If classifiers are highly specialized for their own subsets, you could assign higher weights to the confidence of the classifier responsible for the class being predicted.
Example:
Classifier A outputs probabilities for classes {0, 1}, and Classifier B for classes {2, 3}.
For an input, you obtain:
=> Classifier A: 0.7 for class 0, 0.3 for class 1.
=> Classifier B: 0.6 for class 2, 0.4 for class 3.
Aggregate by normalizing these probabilities, then pick the class with the highest combined confidence.
2. Out-of-Distribution Detection:
Train an out-of-distribution (OOD) detector for each classifier that determines if an input belongs to that classifier’s class set.
If a classifier recognizes an input as belonging to its subset, use its prediction. If not, either discard it or adjust the output based on another classifier.
This can be done with a softmax confidence threshold (e.g., if all softmax values are low, it might indicate an out-of-distribution input).
3. Meta-Classifier (Ensemble):
Train a meta-classifier that learns to combine the predictions of your subset classifiers.
Each classifier provides a prediction or a set of features (like confidence scores), and the meta-classifier learns how to combine these inputs into a final prediction.
You can use techniques like logistic regression, random forests, or even a neural network as the meta-classifier.

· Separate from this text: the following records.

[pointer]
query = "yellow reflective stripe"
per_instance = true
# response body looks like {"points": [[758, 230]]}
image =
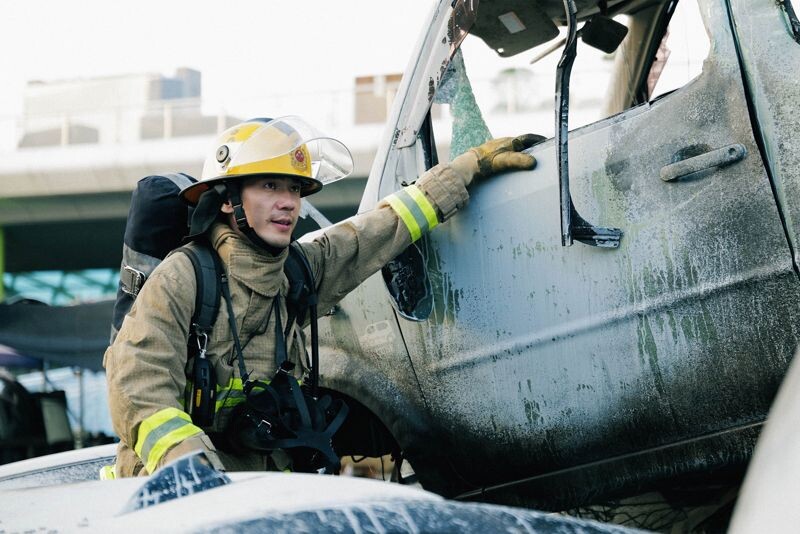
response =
{"points": [[166, 443], [160, 432], [108, 472], [405, 215], [415, 210], [425, 205]]}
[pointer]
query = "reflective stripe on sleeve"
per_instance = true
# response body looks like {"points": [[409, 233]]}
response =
{"points": [[160, 432], [415, 210]]}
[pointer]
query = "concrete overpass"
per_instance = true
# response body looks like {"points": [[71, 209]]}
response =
{"points": [[64, 207]]}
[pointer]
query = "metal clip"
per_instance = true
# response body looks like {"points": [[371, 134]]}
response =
{"points": [[131, 280], [202, 346]]}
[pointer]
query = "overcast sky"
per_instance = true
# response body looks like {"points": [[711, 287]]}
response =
{"points": [[243, 47]]}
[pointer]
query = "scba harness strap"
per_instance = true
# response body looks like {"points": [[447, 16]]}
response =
{"points": [[280, 414]]}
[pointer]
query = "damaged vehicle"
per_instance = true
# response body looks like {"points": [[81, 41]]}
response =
{"points": [[616, 321]]}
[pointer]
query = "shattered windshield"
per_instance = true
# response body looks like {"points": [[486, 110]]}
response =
{"points": [[485, 94]]}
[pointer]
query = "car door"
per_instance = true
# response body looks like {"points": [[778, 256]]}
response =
{"points": [[535, 358]]}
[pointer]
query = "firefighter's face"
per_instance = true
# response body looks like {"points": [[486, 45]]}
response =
{"points": [[272, 205]]}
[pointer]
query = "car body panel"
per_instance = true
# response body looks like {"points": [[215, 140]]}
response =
{"points": [[561, 358]]}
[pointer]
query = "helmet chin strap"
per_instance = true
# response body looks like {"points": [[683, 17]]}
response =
{"points": [[235, 196]]}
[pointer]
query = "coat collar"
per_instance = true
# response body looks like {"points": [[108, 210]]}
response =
{"points": [[256, 269]]}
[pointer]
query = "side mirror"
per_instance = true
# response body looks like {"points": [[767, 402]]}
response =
{"points": [[603, 33], [513, 26]]}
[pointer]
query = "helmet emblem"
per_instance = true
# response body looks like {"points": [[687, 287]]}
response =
{"points": [[299, 159], [222, 154]]}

4. Class Hierarchy (Hierarchical Classifiers):
If the classes have a hierarchical relationship, create a hierarchical classification approach where the system first assigns the input to a broader category (e.g., "Classifier A or B") and then uses the specialized classifiers within that category.
This helps in routing inputs to the appropriate classifier.
5. Mixture of Experts:
Use a mixture of experts approach where a gating network decides which classifier to trust for a particular input. This gating network is trained to learn which classifier specializes in which subset of inputs.

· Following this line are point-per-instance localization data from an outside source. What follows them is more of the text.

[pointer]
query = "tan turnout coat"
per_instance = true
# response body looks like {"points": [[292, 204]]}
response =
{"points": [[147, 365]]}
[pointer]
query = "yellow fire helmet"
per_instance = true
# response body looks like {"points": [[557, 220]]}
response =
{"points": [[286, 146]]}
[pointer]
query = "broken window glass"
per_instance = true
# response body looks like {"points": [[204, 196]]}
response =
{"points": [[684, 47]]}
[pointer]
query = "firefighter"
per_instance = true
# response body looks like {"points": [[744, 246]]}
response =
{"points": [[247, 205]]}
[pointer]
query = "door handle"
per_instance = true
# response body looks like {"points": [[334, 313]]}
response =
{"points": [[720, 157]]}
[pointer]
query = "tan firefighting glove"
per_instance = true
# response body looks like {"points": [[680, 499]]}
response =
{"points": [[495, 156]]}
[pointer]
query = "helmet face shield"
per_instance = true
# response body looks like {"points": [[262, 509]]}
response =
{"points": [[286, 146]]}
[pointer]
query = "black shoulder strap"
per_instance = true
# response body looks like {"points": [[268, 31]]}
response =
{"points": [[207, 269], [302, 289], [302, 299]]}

The gating mechanism outputs a probability distribution over the classifiers (experts), and the final prediction is a weighted combination of the classifier predictions.
6. Calibrating Classifier Outputs:
Calibrate the classifiers so that their confidence scores are more reliable across the board. Techniques like Platt scaling or temperature scaling can help adjust the confidence outputs, allowing for more effective combination when aggregating.

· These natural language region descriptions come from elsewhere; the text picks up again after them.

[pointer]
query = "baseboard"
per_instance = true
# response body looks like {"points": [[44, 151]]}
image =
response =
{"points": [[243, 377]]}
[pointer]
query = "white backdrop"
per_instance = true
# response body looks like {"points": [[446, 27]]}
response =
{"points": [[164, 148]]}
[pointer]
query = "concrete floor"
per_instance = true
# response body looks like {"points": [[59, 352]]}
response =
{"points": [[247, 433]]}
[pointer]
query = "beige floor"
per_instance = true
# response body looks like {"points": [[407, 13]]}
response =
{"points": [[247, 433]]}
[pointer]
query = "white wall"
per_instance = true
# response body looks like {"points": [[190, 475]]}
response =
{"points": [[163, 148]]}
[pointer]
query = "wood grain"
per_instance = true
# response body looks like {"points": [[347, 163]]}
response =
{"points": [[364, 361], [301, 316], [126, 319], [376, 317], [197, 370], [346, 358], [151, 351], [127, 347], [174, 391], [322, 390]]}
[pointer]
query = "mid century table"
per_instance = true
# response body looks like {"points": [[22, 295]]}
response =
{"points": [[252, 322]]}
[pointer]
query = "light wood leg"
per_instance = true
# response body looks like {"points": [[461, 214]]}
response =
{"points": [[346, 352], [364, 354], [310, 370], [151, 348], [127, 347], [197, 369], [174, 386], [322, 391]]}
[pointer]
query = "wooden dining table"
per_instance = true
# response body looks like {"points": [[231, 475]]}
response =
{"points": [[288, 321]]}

7. Use “Other” Class with Proper Balancing:
You mentioned using an "other" class, but if this didn’t work, it may be due to imbalance or improper handling of how this class is represented.
You could explore rebalancing the training set or using methods like label smoothing to ensure that the "other" class doesn’t dominate or get ignored.
8. Error-Correcting Output Codes (ECOC):
Assign each classifier to a binary encoding of classes (error-correcting code) and use the combination of classifier outputs to reconstruct the final class.
This method can also help with cases where some classifiers might be unsure, as the redundancy in the encoding allows for correction.
Please take a note that Combining classifiers trained on different subsets requires careful balancing of confidence levels and avoiding bias towards one subset over another. A meta-classifier or mixture of experts approach may offer the most streamlined solution.